神尾 12年10月から「マックスバリュ熱海店」(静岡県熱海市)でネットスーパーのサービスを始めました。熱海市内は坂が多いほか、住民の高齢化が進んでいます。以前から店舗で購入された商品をご自宅にお届けする宅配の需要が高いこともあり、商圏人口は約5万人と少ないのですが、同店から実験をスタートしました。ただ、現実的には、店頭での買物のほうが安心されるらしく、高齢のお客さまのご利用は期待ほど多くありませんでした。

 一方で子どもを抱える30歳代の女性の利用が増えています。

 この6月から配送エリア内人口が約15万人の「マックスバリュ御殿場原里店」(静岡県御殿場市)でもネットスーパーのサービスを開始しました。
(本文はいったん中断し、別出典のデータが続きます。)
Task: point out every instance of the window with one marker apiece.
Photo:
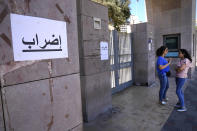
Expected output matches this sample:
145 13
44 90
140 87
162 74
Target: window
173 44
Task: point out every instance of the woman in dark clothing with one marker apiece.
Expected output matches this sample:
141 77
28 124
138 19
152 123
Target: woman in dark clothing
162 68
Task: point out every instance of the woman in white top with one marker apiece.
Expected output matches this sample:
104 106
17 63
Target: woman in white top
181 75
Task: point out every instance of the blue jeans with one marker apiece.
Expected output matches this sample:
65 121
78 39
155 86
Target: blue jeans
164 85
179 84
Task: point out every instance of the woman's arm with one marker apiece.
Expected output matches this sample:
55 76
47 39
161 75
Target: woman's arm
179 69
164 66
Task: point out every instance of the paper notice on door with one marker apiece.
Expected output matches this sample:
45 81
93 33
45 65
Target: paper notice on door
104 50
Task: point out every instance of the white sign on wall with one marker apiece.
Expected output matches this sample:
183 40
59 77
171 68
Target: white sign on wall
104 50
36 38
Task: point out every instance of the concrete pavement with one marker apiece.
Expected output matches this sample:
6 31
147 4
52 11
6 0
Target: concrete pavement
136 109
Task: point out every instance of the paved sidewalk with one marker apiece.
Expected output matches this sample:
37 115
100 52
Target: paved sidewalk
185 121
136 109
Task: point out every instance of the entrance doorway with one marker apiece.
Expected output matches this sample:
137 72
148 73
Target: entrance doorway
121 61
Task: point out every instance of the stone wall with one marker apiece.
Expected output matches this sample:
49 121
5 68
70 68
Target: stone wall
40 95
173 17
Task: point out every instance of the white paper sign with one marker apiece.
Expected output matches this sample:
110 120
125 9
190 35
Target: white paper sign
104 50
36 38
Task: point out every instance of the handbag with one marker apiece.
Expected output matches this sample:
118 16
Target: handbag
168 74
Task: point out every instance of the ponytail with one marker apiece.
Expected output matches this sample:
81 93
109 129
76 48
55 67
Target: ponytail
186 54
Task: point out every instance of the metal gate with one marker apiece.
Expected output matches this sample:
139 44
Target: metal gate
121 60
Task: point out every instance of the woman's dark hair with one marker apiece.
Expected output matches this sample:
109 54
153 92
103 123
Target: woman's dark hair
160 50
186 54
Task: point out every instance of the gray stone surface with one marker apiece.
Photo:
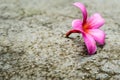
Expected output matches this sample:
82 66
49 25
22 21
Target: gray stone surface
33 46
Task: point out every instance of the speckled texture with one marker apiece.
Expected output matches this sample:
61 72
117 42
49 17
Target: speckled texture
33 46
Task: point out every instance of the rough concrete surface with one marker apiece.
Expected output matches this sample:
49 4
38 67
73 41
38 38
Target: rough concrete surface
33 46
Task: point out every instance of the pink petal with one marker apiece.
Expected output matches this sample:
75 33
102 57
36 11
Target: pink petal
98 35
95 21
77 24
90 43
83 9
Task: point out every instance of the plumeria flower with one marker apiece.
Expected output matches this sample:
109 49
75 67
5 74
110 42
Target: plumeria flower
89 28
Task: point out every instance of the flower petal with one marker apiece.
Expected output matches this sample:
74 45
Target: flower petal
77 24
90 43
98 35
83 9
95 21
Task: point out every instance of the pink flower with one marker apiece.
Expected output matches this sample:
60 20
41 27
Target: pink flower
89 28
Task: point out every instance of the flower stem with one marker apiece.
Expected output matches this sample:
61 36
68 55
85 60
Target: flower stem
72 31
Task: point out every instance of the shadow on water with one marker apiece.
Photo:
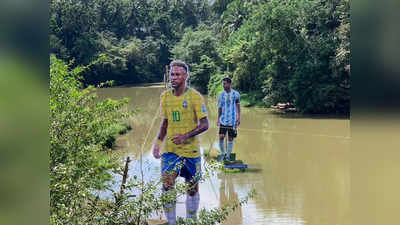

30歳代女性の利用率が熱海店よりも高く、潜在的な需要はあるようです。

 当社はネットスーパーでは後発になりますが、生鮮食品の品揃えを充実させているので、他社との差別化はできると考えています。

──今年1月、中国にSM1号店を出店しました。今後の中国展開について教えてください。

神尾 中国南部の広東省広州市にあるショッピングセンター内に、売場面積2323平方メートルの「マックスバリュ太陽新天地店」をオープンしました。中国では生鮮食品やデリカの売場をコンセッショナリー(店舗名を出さない専門店)にまかせる運営方法が多いのですが、当社はノウハウを蓄積するため直営主体にしています。

 オープン当初は目標の7割程度の売上でスタートしましたが、ここ数カ月は計画どおりに推移しています。日本式の販促が好評で、日本と同様に「火曜・水曜市」を実施したところ、来店客数が大幅に増えました。

 しかしながら、粗利益率は目標に届かず、15%前後の水準にあります。中国のお客さまが必要とする商品をまだ正確につかみ切れておらず、値引き販売が多くなっているためです。現在は、品揃えを見直していくことで値引きを減少させ、粗利益率の目標をクリアすることに注力しているところです。

 今期は1号店を軌道に乗せることに集中します。そして、開業から3年以内で営業利益の黒字化達成をめざします。